There were a number of reports submitted to the Board (including hydrological feasibility assessments, a report on water abstraction and surveys on trout). These were not the same methodologies as required by the WFD. What this meant was that the Inspector was forced to carry out "some kind of proxy evaluation which makes reference to the WFD but does not in fact employ the architecture of the WFD. In truth, the Inspector is simply reciting the conclusions of the Ryan Hanley report without carrying out any independent evaluation of the conclusions of those reports by reference to the criteria set out in the WFD." In the absence of a status evaluation by the EPA, the Inspector simply was not in a position to consider compliance with the WFD.
Conclusion
The Board was obliged to ensure that the test articulated by Article 4(1)(a) was fully applied in individual authorisation decisions using the detailed and complex framework of the WFD. Where that fails to happen, any decision made by the Board will be vulnerable to judicial review, as occurred in this case.

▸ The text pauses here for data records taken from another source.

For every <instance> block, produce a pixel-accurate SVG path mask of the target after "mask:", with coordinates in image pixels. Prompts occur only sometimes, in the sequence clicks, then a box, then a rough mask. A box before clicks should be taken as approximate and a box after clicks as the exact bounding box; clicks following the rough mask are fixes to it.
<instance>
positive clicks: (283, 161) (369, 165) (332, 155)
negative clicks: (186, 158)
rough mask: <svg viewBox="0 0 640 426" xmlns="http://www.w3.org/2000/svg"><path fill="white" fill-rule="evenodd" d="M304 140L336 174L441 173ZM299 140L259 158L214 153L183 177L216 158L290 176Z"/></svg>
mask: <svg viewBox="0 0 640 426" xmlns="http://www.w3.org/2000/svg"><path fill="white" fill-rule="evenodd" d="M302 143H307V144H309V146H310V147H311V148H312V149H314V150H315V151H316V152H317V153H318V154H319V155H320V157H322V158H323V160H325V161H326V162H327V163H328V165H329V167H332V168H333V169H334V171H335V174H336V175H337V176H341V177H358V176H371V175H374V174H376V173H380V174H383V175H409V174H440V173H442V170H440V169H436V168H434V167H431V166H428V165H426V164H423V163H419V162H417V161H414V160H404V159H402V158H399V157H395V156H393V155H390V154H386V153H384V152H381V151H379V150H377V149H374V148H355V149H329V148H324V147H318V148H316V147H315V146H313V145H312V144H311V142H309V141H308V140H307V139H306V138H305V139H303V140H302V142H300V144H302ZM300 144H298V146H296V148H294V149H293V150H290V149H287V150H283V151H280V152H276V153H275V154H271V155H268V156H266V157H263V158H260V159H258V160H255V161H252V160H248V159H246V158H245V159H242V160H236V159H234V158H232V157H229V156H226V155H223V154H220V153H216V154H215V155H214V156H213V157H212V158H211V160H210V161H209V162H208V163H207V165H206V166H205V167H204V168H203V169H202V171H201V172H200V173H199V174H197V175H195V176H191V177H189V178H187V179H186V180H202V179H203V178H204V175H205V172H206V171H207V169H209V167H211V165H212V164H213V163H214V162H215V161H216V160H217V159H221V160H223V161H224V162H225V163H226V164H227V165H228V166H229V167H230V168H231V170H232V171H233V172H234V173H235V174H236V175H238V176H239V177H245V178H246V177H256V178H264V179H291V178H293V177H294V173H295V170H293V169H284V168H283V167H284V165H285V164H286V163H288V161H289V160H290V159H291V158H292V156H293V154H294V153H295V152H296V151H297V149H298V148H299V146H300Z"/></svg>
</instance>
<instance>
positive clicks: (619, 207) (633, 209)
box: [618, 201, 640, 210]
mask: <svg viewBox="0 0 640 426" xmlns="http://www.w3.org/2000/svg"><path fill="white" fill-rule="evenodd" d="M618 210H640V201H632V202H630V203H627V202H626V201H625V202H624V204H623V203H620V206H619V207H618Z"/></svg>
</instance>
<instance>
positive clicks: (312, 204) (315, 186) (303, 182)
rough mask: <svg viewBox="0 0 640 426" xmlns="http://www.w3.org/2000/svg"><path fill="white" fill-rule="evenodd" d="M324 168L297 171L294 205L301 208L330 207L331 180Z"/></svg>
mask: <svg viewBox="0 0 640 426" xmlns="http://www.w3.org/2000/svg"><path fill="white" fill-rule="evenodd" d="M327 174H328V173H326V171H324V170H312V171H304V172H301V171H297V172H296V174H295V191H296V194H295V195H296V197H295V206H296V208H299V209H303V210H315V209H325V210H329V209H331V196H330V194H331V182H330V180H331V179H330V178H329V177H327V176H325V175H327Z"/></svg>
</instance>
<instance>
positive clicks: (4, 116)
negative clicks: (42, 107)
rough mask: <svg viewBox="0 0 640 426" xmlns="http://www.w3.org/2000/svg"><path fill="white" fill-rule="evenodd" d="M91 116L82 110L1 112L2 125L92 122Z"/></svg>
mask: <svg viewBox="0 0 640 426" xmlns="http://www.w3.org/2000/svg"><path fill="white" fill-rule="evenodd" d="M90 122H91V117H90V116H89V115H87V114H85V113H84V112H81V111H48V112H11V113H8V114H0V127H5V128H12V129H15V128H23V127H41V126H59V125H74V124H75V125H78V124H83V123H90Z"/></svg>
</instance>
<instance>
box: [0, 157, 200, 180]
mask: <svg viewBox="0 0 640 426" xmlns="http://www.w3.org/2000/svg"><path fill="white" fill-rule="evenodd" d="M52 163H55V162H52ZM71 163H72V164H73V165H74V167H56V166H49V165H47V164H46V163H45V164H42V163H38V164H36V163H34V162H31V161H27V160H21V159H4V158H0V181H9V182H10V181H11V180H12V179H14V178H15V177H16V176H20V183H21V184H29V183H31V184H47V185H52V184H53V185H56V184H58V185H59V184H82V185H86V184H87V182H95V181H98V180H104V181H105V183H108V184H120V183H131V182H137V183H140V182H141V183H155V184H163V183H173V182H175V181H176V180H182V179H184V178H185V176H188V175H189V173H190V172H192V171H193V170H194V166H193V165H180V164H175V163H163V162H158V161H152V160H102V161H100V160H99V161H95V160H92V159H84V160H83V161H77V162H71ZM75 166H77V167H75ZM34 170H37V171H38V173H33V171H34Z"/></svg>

Where the EPA has not carried out or provided an assessment of a water body's status, it is not sufficient for the Board to apply an alternative (or proxy) assessment. This judgment makes clear that reliance on some type of proxy evaluation, does not constitute compliance with the WFD. It is not enough for the Board to refer to concepts from the WFD. The specific steps set out in the architecture of the WFD must be identified and followed.